В ибсеновских чертах сделан и художник г. Павлова — покорный горбун, играющий роль рока. Надо признать, что здесь дана не меньшая, чем у г. Мозжухина, глубина проникновения в роль и та же тщательная выработка внешних деталей исполнения. На этом же уровне героиня — г-жа Лисенко. Как-то — думаю, что совершенно случайно, — произошло так, что волею объектива ее лицо в первых эпизодах драмы недостаточно вырисовано, оттенено, и оно не привлекает особого внимания. Когда дальше начинается любовная коллизия — на помощь выразительности лица приходит объектив. Обратите внимание на эпизод, когда Сатана играет свою любовную песнь: у приближающейся к гармониуму героини буквально, как говорилось в свое время в дешевых романах, «просветляется лицо и чрез него сквозит новое, доселе невиданное чувство». С этого момента лицо артистки завладевает вниманием зрителя еще и силой своей мимической игры. <…> Слабее г. Чабров (Сатана), — то есть не то что слабее, а просто артист вне общ его стиля пьесы. Его поза, его рисунок роли, его пластика — земная, патологическая — пластика человека, чувствующего себя дьяволом, но не надземная, не демоническая. Конечно, к ибсеничности остальных ролей не подошла бы обычная шаблонная «инферналыюсть», а у Ибсена нет никаких данных для конструкции такого рода ролей [как Сатана]. Но г. Чабров как-то измельчил все элементы предполагаемого сатанинского облика, недоделал их. Роль оказалась составленной из всего понемногу — и из лукавства, и из презрения, и из хитрости, и из внешнего позирования, но каждый из этих элементов растворен в массе других, от него остались, как говорят в химии, только «следы». Даже не всегда чувствуется, что он «deus ex machina» всего происшествия. <…> Вредит образу Сатаны дешевая предварительная демонстрация артиста в духе «Мефистофеля» Антокольского, но с лицом невыспавшегося парня с Сенной площади.
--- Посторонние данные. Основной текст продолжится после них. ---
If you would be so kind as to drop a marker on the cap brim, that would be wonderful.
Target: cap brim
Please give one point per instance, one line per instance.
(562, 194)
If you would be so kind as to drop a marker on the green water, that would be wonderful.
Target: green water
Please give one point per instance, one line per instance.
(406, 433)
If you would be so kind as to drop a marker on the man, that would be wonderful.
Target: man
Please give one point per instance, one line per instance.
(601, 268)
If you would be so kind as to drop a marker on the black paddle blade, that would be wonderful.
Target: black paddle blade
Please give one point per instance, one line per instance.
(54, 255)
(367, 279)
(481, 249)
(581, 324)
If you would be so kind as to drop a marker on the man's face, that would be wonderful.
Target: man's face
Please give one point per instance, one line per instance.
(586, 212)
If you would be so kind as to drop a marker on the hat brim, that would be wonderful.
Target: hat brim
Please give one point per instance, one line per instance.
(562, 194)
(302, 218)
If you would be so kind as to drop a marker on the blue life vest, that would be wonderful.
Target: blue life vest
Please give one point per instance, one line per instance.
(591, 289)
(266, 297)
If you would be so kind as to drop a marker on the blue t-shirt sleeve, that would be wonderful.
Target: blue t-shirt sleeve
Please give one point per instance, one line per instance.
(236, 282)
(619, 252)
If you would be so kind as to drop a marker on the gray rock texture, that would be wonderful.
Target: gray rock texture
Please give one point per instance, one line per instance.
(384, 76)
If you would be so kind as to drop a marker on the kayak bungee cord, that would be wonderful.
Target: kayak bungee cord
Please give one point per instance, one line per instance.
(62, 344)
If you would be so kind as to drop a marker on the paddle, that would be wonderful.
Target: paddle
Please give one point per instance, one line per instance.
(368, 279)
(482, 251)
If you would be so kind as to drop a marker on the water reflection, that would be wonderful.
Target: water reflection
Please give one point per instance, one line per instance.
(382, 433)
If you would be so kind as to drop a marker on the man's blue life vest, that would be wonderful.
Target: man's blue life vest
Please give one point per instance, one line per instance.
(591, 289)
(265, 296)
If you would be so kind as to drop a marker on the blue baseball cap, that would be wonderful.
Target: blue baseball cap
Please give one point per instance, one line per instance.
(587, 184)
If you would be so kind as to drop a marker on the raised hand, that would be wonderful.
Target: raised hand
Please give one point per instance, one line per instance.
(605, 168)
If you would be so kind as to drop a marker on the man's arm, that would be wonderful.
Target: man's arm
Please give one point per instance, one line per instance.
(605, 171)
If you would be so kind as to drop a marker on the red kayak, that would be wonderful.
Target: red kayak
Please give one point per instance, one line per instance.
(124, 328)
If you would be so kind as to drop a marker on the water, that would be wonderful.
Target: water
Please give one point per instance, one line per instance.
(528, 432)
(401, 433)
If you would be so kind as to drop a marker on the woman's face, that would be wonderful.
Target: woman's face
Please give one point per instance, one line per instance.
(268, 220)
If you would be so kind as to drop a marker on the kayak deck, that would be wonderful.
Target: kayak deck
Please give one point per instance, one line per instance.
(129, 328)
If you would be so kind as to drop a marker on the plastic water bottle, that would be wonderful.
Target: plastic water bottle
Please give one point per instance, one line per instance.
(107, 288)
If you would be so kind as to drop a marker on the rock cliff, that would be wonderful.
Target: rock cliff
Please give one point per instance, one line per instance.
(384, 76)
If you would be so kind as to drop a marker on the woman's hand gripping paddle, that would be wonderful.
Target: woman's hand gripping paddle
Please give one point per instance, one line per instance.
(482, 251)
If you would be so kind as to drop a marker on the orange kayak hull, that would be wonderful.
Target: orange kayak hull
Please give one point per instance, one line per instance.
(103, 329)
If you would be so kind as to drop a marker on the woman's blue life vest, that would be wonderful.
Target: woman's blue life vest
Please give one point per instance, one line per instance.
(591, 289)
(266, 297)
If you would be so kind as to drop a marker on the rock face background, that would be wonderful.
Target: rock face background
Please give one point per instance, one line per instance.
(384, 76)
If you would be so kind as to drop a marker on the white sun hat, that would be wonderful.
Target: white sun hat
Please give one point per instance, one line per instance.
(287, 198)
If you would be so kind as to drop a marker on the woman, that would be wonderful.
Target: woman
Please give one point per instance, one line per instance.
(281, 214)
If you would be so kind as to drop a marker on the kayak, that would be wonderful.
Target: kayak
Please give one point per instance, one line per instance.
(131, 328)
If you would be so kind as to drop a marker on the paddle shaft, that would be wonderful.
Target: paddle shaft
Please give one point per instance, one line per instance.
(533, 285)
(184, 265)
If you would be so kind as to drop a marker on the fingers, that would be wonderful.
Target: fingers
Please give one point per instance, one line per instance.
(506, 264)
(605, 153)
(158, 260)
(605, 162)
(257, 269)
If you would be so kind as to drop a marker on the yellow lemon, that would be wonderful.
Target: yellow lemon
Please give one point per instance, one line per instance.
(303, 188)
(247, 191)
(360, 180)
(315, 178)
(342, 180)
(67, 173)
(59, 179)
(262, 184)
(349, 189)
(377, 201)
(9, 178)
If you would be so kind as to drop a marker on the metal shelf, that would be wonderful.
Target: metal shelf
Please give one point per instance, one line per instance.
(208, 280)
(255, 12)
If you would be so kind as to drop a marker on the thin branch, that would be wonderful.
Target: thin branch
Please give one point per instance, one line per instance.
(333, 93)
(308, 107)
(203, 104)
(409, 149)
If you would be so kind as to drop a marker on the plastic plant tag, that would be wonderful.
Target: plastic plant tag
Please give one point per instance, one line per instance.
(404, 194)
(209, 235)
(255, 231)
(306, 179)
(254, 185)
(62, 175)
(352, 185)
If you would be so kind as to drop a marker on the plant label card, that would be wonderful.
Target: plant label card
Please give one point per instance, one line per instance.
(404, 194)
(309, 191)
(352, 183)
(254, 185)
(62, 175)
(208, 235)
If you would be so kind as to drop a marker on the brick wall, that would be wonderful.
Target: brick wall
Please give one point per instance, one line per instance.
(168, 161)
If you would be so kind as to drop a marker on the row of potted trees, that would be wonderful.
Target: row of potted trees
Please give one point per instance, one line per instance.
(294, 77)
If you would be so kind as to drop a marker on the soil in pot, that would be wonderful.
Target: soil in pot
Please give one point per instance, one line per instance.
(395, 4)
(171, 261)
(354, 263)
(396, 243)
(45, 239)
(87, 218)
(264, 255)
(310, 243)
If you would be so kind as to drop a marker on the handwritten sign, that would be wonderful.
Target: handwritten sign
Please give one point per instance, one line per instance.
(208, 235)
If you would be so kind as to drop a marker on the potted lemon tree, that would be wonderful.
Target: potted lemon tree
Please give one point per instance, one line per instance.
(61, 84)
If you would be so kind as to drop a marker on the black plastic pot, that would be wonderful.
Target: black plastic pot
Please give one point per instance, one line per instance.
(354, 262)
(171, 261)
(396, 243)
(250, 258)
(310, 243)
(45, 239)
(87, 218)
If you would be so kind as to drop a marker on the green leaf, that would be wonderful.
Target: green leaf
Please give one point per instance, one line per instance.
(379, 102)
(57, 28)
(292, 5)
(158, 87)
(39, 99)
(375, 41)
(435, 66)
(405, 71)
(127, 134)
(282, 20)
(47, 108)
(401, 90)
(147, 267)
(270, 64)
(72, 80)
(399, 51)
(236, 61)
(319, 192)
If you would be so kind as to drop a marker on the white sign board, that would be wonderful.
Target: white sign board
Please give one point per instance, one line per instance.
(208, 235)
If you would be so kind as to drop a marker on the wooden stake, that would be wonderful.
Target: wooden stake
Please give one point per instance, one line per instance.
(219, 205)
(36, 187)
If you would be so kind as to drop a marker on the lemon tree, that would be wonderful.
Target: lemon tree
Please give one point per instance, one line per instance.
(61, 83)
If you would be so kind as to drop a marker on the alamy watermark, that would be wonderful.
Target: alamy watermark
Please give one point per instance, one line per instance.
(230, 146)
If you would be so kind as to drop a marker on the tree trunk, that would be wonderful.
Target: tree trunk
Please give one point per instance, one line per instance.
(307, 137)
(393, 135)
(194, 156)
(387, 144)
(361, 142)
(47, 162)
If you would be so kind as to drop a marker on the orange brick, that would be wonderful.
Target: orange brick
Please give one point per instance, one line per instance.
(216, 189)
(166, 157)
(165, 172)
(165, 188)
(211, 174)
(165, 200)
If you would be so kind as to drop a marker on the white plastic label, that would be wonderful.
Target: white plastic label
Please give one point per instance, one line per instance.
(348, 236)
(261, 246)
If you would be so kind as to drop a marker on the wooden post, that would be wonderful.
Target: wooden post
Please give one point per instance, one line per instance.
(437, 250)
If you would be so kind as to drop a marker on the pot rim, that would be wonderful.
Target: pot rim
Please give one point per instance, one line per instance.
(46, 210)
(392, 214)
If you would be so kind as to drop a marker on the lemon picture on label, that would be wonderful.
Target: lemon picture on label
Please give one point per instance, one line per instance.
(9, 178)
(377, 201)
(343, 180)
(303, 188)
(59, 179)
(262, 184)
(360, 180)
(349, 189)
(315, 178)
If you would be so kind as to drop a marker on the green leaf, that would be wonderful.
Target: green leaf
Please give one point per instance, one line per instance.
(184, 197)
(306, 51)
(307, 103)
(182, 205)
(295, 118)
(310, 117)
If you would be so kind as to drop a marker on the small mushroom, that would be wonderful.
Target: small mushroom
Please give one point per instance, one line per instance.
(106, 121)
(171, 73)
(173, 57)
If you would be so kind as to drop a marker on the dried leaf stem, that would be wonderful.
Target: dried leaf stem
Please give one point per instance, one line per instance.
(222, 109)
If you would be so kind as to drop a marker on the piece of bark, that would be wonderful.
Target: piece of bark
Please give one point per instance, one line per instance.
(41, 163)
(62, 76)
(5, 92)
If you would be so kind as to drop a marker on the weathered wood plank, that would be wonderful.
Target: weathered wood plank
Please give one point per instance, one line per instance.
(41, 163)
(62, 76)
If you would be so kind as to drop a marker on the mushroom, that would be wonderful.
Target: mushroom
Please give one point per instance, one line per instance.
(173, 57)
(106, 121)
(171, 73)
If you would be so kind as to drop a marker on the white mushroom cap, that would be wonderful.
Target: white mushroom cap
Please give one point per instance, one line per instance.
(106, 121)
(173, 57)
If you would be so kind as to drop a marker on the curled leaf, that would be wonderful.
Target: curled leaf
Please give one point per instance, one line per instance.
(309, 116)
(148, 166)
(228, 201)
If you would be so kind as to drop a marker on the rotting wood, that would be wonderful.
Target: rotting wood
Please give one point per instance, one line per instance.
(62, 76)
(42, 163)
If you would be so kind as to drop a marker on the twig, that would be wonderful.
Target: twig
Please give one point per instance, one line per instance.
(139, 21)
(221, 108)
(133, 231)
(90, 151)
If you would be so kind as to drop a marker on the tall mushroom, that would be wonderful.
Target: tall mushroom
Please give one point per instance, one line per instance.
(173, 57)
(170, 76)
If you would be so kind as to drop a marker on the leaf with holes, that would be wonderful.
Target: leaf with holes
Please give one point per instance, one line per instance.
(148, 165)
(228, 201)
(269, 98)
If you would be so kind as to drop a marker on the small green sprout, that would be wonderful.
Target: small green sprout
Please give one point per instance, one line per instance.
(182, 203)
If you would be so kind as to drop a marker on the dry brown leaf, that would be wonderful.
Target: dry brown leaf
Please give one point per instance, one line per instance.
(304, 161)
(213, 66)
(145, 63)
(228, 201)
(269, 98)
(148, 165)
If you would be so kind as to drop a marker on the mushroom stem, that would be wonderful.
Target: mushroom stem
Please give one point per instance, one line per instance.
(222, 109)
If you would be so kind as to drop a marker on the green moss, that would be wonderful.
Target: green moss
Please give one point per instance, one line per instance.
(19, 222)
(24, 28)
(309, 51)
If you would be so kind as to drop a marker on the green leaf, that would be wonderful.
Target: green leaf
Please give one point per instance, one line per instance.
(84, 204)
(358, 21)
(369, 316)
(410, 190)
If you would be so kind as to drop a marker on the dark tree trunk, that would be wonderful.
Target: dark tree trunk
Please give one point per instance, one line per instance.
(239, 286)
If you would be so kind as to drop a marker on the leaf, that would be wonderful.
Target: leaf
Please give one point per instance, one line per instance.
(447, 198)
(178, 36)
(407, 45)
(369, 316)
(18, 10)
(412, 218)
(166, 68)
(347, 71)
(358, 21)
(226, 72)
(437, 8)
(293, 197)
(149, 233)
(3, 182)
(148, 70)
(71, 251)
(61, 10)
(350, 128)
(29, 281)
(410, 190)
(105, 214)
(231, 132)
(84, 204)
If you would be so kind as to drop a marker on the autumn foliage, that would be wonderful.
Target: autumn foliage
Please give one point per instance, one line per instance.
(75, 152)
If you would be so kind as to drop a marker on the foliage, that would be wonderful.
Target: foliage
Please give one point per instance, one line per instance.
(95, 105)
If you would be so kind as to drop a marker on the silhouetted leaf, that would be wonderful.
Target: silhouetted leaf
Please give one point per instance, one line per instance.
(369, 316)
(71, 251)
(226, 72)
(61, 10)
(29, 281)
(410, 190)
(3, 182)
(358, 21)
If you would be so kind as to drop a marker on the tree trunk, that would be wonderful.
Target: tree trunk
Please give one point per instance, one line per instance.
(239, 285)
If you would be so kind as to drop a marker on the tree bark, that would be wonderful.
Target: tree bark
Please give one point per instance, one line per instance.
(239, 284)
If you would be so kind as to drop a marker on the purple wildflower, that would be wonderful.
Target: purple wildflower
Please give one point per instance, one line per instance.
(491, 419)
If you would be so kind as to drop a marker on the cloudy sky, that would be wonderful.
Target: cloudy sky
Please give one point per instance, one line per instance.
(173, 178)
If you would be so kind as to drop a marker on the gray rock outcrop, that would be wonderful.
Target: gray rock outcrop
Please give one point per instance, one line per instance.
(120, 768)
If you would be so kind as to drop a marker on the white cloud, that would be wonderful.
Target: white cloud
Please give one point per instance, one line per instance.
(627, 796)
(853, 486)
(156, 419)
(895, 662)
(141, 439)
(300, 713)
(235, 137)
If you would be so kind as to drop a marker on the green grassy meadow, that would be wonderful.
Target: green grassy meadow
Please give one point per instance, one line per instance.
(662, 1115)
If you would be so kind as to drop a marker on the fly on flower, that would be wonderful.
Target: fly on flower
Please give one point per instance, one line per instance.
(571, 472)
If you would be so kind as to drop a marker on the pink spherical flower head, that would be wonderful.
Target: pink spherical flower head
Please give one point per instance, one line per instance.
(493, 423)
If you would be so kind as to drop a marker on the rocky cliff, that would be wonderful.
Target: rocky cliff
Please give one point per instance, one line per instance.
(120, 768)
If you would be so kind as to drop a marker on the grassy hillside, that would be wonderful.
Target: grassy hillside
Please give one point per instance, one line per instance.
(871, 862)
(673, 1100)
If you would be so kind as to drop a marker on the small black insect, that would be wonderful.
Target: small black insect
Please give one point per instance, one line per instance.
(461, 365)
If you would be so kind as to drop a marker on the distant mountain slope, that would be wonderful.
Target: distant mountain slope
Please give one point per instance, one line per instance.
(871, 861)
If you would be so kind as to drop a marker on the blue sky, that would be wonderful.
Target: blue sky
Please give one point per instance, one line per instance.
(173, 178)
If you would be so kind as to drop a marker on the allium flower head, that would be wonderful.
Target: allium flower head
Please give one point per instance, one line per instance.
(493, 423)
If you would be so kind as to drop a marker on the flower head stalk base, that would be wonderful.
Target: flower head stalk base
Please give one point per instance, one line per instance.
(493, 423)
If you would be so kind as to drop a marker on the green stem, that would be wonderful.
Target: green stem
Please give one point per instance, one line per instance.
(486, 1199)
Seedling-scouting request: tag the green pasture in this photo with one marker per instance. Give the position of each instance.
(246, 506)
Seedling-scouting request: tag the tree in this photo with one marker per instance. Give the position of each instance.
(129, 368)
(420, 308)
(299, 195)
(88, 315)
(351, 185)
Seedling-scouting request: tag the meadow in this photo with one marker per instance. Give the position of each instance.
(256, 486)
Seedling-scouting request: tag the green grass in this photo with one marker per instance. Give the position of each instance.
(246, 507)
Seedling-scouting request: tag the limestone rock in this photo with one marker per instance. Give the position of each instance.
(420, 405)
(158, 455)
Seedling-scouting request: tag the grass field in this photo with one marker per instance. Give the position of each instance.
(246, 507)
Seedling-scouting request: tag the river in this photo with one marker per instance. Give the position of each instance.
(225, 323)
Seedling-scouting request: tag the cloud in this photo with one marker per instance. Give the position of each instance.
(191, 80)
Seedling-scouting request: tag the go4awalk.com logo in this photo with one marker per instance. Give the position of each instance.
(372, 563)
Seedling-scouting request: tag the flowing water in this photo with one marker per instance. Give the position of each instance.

Слабо мимически и графически заключительное появление Сатаны — неудачное, кстати сказать, и режиссерски из-за появления фантастического образа среди мирного и людного пейзажа.
ТГ. 1917. N° 43. 16
Поставлена картина, за исключением немногих ненужных мест, когда фигурирует Сатана «самолично» — с молниями, кривляниями, — в хороших, выдержанных «под заграницу» тонах. Очень хороши световые эффекты, особенно в первой части, когда Сатана во время грозы стучится к пастору. Продуманы декорации и тщательно выбраны.